Renzo Allegri raconte pour les lecteurs de ZENIT comment il a connu Mère Teresa et ce qui le touchait tant chez elle.

Nous publions ci-dessous la deuxième partie de ce témoignage. Pour la première partie, cf. Zenit du 21 juillet.

* * *

…Comme je l’ai dit, ayant pris une certaine assurance, je sollicitai d’elle des faveurs peu appropriées à son état de religieuse.

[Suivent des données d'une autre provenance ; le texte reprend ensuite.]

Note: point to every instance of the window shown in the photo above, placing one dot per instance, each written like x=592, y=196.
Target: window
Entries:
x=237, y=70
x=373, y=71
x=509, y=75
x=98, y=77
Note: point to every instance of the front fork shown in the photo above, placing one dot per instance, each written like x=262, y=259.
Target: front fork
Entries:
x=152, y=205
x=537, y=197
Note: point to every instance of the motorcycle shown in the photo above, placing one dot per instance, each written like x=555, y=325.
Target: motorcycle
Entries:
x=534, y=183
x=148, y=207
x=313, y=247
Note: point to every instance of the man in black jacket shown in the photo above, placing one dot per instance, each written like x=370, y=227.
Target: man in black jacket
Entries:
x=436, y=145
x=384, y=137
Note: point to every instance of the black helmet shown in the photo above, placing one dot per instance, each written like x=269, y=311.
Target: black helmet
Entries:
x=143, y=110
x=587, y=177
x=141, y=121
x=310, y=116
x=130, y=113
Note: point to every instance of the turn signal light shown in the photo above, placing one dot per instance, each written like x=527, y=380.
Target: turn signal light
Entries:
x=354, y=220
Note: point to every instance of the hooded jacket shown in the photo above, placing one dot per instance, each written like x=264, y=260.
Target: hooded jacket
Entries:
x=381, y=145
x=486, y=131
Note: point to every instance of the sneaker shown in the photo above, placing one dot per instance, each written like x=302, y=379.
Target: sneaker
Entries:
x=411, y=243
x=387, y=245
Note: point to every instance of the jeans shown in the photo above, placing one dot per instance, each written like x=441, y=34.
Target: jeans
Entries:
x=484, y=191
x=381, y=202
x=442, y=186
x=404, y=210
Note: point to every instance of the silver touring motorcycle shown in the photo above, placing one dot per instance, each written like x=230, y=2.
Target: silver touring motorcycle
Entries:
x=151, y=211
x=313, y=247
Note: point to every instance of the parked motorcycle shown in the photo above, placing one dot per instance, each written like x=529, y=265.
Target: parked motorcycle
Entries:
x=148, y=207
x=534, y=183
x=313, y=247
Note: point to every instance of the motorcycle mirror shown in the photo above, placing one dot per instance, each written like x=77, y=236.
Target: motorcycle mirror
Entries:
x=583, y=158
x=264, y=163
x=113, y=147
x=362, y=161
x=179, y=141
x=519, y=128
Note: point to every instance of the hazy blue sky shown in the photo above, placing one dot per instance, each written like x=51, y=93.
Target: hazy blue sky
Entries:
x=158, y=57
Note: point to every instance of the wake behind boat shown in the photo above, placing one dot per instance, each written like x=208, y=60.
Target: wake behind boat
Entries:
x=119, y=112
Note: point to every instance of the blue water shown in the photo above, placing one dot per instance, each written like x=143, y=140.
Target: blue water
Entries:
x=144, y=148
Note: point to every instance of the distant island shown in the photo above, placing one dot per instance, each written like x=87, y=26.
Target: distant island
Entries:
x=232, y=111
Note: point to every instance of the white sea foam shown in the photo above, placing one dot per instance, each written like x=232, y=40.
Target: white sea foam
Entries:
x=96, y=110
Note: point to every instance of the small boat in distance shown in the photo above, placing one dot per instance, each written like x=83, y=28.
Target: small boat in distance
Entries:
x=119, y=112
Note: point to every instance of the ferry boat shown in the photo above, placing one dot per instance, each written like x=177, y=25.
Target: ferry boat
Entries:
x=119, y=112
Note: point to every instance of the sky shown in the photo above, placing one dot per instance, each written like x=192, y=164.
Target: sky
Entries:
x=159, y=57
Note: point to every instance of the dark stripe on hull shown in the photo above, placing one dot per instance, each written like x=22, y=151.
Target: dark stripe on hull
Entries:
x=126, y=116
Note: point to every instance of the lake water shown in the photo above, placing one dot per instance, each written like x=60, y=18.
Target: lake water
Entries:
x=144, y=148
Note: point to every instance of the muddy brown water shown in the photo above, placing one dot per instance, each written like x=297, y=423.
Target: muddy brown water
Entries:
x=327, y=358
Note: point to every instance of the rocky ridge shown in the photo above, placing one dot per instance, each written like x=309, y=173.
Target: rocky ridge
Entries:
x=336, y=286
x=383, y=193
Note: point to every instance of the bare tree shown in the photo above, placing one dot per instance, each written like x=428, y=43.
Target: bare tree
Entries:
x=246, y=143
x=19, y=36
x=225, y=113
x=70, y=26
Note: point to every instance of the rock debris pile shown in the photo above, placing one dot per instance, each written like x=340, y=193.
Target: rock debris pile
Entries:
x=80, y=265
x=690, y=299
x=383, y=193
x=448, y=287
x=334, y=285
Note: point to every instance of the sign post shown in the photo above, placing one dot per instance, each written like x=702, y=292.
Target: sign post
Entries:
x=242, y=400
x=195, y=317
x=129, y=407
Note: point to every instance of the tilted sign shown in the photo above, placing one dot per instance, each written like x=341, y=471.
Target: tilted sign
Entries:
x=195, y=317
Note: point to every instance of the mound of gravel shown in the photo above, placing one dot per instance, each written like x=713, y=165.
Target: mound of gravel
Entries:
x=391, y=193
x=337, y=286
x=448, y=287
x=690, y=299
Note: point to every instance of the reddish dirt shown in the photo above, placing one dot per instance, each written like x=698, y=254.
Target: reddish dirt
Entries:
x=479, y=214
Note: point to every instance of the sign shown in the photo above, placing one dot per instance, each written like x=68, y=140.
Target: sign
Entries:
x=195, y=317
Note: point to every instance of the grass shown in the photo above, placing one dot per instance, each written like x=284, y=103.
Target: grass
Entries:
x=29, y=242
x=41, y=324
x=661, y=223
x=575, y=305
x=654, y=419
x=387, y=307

Un jour, je lui demandai si elle accepterait d’être marraine à un baptême. A Noël de 1985, Al Bano, le célèbre chanteur des Pouilles, était devenu père pour la troisième fois : une petite fille, Cristel. Nous sommes très amis, depuis les débuts de sa carrière. J’étais également témoin à son mariage avec Romina Power et il a tenu sur les fonds baptismaux un de mes enfants. Une amitié qui, au fil du temps, s’est transformée quasiment en un lien de parenté. En mai 1986, Cristel avait déjà cinq mois et n’était pas encore baptisée. Je savais que Al Bano avait une foi religieuse solide et concrète. Aussi, je lui demandai comment il se faisait qu’il n’avait pas encore baptisé sa fille. Il me répondit qu’il retardait le baptême parce qu’il ne voulait pas que la cérémonie religieuse se transforme en une pagaille bruyante, avec photographes et journalistes, comme cela avait été le cas pour son mariage. Il cherchait une occasion pour une cérémonie religieuse privée, et me demanda de l’aider à l’organiser, éventuellement à Rome. Ce que je fis volontiers. Je parlai avec l’évêque slovaque Mgr Pavel Hnilica. Une personne extraordinaire, un saint lui aussi, ami de Mère Teresa : c’est lui qui m’avait présenté à la religieuse. Je lui demandai s’il pouvait baptiser la fille de mon ami. Et aussi s’il était possible d’avoir Mère Teresa comme marraine. « Je ne pense vraiment pas »,  répondit l’évêque. « Mais je te conseille de le lui demander directement, c’est une femme imprévisible ». Mère Teresa était à Rome. Je m’armai de courage et lui posai la question. Elle me regarda, sérieuse, puis répondit : « Comme religieuse, je ne puis assumer cette responsabilité juridique. Mais je peux être marraine spirituelle ». Ce qui fut fait. Le baptême fut célébré dans la chapelle privée de l’évêque. On donna à l’enfant les noms de Cristel, Maria Chiara et Teresa. Un seul photographe était présent et les photos furent distribuées gratuitement dans le monde entier, publiées partout, même au Japon.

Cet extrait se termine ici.